After you install and configure Kerberos Version 3.0, perform the following steps to configure and start the Kerberos ACME agent.

  1. Install ACME Login from a privileged account. In OpenVMS Version 8.3, ACME Login is provided in an Advanced Developer's Kit. See the file SYS$HELP:ACME_DEV_README.TXT for information about installation and set up.

  2. Install the Kerberos persona extension by entering the following commands:

       $ MCR SYSMAN 
    SYSMAN> SYS_LOADABLE ADD/LOG KERBEROS KRB$ACME_KRB_PERSONA_EXT
    %SYSMAN-I-IMGADDED, added image KRB$ACME_KRB_PERSONA_EXT for product KERBEROS

    $ @SYS$UPDATE:VMS$SYSTEM_IMAGES.COM
  3. Reboot the system. This is required one time only, after you have installed the Kerberos persona extension.

  4. To start the Kerberos ACME agent automatically, edit the file SYS$MANAGER:ACME$START.COM to uncomment the following line:

       $! @SYS$STARTUP:KRB$STARTUP_KERBEROS_ACME
  5. Edit the file SYSTARTUP_VMS.COM to include the following command after all dependent software is started:

       $ SET SERVER ACME/RESTART
  6. Create an OpenVMS account with the EXTAUTH flag set.

  7. Create a Kerberos principal name that exactly matches (including case) the OpenVMS account name created in step 6. Passwords do not need to match. For the Kerberos configuration, you can use either DCL or UNIX-style commands to create the principal.

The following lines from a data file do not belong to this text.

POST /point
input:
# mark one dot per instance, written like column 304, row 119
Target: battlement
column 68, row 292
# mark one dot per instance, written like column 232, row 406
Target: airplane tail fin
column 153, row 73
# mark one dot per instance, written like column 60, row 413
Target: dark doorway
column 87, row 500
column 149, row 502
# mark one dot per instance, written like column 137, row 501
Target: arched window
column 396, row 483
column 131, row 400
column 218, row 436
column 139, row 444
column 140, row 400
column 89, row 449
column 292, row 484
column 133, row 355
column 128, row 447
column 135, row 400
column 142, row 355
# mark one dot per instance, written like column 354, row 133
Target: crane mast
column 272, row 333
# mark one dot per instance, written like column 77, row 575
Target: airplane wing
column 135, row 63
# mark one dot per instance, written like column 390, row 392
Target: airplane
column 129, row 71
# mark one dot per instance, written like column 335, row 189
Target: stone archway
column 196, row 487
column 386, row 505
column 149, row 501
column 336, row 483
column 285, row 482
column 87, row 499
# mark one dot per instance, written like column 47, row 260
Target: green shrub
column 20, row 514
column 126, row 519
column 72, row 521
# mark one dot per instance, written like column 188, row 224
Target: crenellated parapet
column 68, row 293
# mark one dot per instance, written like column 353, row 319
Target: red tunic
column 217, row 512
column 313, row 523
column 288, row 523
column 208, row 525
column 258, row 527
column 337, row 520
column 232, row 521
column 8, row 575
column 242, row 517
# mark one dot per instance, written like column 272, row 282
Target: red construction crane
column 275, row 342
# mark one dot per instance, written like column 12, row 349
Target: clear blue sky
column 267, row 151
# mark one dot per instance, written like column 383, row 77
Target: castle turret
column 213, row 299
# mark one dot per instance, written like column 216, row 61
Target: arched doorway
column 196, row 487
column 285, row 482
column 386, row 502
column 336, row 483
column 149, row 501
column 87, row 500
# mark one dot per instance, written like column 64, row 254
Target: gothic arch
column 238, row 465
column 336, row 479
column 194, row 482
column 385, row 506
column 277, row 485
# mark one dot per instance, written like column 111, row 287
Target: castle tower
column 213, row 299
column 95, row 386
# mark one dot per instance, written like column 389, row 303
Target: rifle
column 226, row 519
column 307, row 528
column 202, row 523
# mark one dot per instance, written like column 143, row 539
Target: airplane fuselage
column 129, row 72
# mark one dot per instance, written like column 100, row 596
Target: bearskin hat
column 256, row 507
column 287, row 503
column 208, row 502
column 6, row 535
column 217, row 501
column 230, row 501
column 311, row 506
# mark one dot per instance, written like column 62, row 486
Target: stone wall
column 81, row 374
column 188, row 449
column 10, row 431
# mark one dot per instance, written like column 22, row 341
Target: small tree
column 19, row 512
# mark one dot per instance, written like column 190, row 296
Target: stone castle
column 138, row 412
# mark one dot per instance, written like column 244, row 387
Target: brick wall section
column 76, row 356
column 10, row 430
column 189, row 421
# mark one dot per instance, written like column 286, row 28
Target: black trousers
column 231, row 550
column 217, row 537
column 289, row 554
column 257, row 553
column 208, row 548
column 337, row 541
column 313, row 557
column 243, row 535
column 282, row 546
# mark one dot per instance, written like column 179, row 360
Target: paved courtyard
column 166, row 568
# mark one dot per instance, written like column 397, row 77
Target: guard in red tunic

    The first example below shows the DCL commands. The second example shows the UNIX-style commands. Both styles of commands are entered on an OpenVMS system.

         DCL:

    $ KERBEROS/ADMIN
    KerberosAdmin> login “SYSTEM/admin”
    Enter password:
    Authenticating as principal SYSTEM/admin with password.
    KerberosAdmin> list principal
    K/M@NODE1.HP.COM
    SYSTEM/admin@NODE1.HP.COM
    kadmin/admin@NODE1.HP.COM
    kadmin/changepw@NODE1.HP.COM
    kadmin/node1@NODE1.HP.COM
    kadmin/history@NODE1.HP.COM
    krbtgt/NODE1.HP.COM@NODE1.HP.COM
    KerberosAdmin> create principal “ACMEUSER”
    Authenticating as principal SYSTEM/admin with password.
    WARNING: no policy specified for ACMEUSER@NODE1.HP.COM; defaulting to
    no policy
    Enter password for principal “ACMEUSER@NODE1.HP.COM”:
    Re-enter password for principal “ACMEUSER@NODE1.HP.COM”:
    Principal “ACMEUSER@NODE1.HP.COM” created.
    KerberosAdmin> list principal
    Authenticating as principal SYSTEM/admin with password.
    K/M@NODE1.HP.COM
    SYSTEM/admin@NODE1.HP.COM
    ACMEUSER@NODE1.HP.COM
    kadmin/admin@NODE1.HP.COM
    kadmin/changepw@NODE1.HP.COM
    kadmin/node1@NODE1.HP.COM
    kadmin/history@NODE1.HP.COM
    krbtgt/NODE1.HP.COM@NODE1.HP.COM

    UNIX:

    $ kinit “SYSTEM/admin”
    Password for SYSTEM/admin@NODE1.HP.COM:
    $ kadmin
    Authenticating as principal SYSTEM/admin@NODE1.HP.COM with password.
    Enter password:
    KADMIN: listprincs
    K/M@NODE1.HP.COM
    SYSTEM/admin@NODE1.HP.COM
    kadmin/admin@NODE1.HP.COM
    kadmin/changepw@NODE1.HP.COM
    kadmin/node1@NODE1.HP.COM
    kadmin/history@NODE1.HP.COM
    krbtgt/NODE1.HP.COM@NODE1.HP.COM
    KADMIN: addprinc “ACMEUSER”
    WARNING: no policy specified for ACMEUSER@NODE1.HP.COM; defaulting to no policy
    Enter password for principal “ACMEUSER@NODE1.HP.COM”:
    Re-enter password for principal “ACMEUSER@NODE1.HP.COM”:
    Principal “ACMEUSER@NODE1.HP.COM” created.
    KADMIN: listprincs
    K/M@NODE1.HP.COM
    SYSTEM/admin@NODE1.HP.COM
    USER1@NODE1.HP.COM
    kadmin/admin@NODE1.HP.COM
    kadmin/changepw@NODE1.HP.COM
    kadmin/node1@NODE1.HP.COM
    kadmin/history@NODE1.HP.COM
    krbtgt/NODE1.HP.COM@NODE1.HP.COM
  8. SET HOST or Telnet to the system on which you installed the ACME Agent and the Kerberos persona extension in steps 1 and 2. Enter one of the following commands:

    $ TELNET NODE1

    or

    $ SET HOST NODE1

  9. Enter the username and password. You must enclose the username in quotes so that the case of the username is preserved. For example:

     Welcome to OpenVMS (TM) Alpha Operating System, Version 8.3

    Username: “ACMEUSER”
    Password:

    **** Logon Message from ACME_KRB_DOI ACME Agent ***

    The logon message indicates that you successfully obtained your Kerberos credentials as part of the OpenVMS login process.